El testimonio de Teresa de Calcuta
Alejandra María Sosa Elízaga*
¿Para qué canonizar a la madre Teresa de Calcuta?
Un amigo planteaba esta pregunta, en un tono que parecía implicar que ya hay muchos santos, que para qué añadir más.
Es verdad que la Iglesia Católica cuenta no sólo con muchos, sino con muchísimos santos y santas, hombres y mujeres que han dado un testimonio heroico de su fe.
Pero nunca sobran.
¿Por qué?
Porque los santos ruegan por nosotros y son un ejemplo a seguir, y el hecho de que haya muchos, de todos colores y sabores, facilita que personas de las más distintas condiciones, de todo tiempo y lugar, puedan familiarizarse con alguno-s o alguna-s, recurrir a su intercesión e imitar sus virtudes.
En el caso de la madre Teresa de Calcuta, su canonización ha generado una gran emoción, porque fue una religiosa mundialmente conocida y admirada, ya considerada santa cuando todavía vivía, y a la que sentimos cercana, no nada más porque la vimos muchas veces en el periódico y la televisión, sino porque en todas esas veces su testimonio nos tocó el corazón, nos sembró una semilla, nos dejó una lección.
Hay una foto donde sale Diana de Gales, altísima, guapísima, vestida a la última moda, de la mano de la madre Teresa, bajita, arrugadita, humildemente vestida con el sari que usan las mujeres más pobres de la India, y sin embargo es la madre la que llama la atención, a la que no puedes dejar de contemplar, porque su mirada y su sonrisa irradian una luz muy especial, esa belleza extraordinaria, que no es física, sino espiritual.
Hace relativamente poco se publicó un libro en el que se dieron a conocer cartas que la madre escribió a su director espiritual, y que fueron publicadas contra su voluntad, pues ella pidió que se destruyeran cuando muriera.
En ese libro hay una carta en la que afirma sentir como si Dios no existiera, y ese solo renglón, citado fuera de contexto, ha hecho que muchos se escandalicen, y otros tal vez se alegren pensando: ‘ya lo decía yo, Dios no existe’.
Pero la madre no quiso decir que Dios no existe, quiso simplemente compartir cómo se llegó a sentir. Y la razón se descubre en el mismo libro: se ofreció a Dios como víctima por la salvación de las almas; le pidió sufrir para ofrecer sus sufrimientos por los demás.
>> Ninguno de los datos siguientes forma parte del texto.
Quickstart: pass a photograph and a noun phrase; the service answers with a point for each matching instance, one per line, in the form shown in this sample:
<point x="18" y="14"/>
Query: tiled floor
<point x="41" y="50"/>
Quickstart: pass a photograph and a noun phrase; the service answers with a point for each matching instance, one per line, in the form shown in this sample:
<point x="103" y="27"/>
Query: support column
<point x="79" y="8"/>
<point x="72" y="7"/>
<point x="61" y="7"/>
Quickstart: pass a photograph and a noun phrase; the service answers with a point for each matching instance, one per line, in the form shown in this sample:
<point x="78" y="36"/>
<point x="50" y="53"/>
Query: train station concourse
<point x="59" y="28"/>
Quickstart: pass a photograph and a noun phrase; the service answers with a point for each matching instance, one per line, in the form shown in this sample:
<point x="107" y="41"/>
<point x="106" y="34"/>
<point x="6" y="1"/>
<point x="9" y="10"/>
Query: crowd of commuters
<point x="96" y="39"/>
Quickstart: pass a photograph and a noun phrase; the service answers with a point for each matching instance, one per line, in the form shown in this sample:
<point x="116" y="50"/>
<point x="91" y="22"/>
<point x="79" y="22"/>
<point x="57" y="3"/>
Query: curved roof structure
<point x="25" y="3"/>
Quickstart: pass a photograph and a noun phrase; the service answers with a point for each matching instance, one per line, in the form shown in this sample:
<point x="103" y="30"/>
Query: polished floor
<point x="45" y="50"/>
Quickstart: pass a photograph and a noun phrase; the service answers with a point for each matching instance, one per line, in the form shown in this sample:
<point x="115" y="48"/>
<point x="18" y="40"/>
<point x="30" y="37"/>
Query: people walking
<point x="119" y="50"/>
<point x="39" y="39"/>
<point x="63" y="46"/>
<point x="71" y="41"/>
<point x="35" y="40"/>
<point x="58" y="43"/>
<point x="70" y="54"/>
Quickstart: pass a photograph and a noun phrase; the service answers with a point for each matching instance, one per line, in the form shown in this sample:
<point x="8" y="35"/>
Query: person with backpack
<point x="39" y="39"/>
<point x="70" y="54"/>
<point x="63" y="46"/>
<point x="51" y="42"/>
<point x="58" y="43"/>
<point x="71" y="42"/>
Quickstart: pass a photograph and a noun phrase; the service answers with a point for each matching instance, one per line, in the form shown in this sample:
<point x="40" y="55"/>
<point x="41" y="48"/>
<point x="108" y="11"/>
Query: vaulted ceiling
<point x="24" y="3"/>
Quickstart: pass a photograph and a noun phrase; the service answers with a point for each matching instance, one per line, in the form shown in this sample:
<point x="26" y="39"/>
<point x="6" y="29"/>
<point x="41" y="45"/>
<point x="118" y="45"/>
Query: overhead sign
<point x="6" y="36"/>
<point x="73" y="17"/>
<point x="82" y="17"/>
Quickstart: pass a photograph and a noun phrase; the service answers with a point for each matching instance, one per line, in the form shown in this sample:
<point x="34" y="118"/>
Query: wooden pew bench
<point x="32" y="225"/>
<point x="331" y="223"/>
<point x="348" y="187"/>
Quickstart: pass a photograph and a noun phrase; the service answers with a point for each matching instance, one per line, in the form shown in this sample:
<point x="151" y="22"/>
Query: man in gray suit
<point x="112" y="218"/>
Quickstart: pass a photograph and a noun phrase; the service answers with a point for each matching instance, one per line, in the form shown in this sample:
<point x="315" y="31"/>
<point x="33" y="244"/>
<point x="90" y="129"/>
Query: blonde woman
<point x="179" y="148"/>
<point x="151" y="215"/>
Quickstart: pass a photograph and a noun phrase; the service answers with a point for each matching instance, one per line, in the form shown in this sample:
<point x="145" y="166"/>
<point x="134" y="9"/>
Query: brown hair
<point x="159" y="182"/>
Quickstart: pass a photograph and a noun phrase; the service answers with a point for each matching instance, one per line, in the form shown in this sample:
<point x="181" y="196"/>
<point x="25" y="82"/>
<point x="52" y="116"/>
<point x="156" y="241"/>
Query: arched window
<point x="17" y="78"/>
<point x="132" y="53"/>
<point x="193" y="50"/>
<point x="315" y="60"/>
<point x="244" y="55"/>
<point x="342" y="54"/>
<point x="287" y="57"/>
Y el Señor le concedió experimentar un gran sufrimiento: el de no volver a sentir esa comunicación íntima con Él a la que se había llegado a acostumbrar.
No hay que quedarse sólo en lo que sintió o lo que dijo al respecto, lo valioso en este caso es notar cómo a pesar de sentirse privada de los consuelos a que Dios la tenía habituada, no dejó de creer en Él, no dejó de amarle y de descubrirle y amarle en todos, especialmente en los más pobres de los pobres, a los que servía con devoción y alegría; no dejó de obedecerle y saber que Él estaba a su lado, aunque permaneciera callado.
Tenía claro que todo lo hacía por Dios, por amor a Él, y eso le permitía realizar gozosamente labores tan difíciles y repugnantes, que muchos no las hubieran hecho ni por un millón de dólares; le permitía hablar, exhortar, aconsejar, con entera libertad; le permitía entregarse y enseñar a otros a entregarse enteramente al Señor, a dar aunque duela, es más, considerar que si duele, es buena señal; le permitía nunca posponer, recortar o suprimir sus tiempos de oración; y sobre todo, mantenerse en permanente disponibilidad para cumplir, con alegría y prontitud, la divina voluntad.
En este domingo 4 de septiembre, cuando el Papa Francisco la canonice, tómate un momento para preguntarte y reflexionar, tú ¿qué le aprendiste a la madre Teresa?, ¿qué testimonio te dejó?, ¿qué semilla te sembró?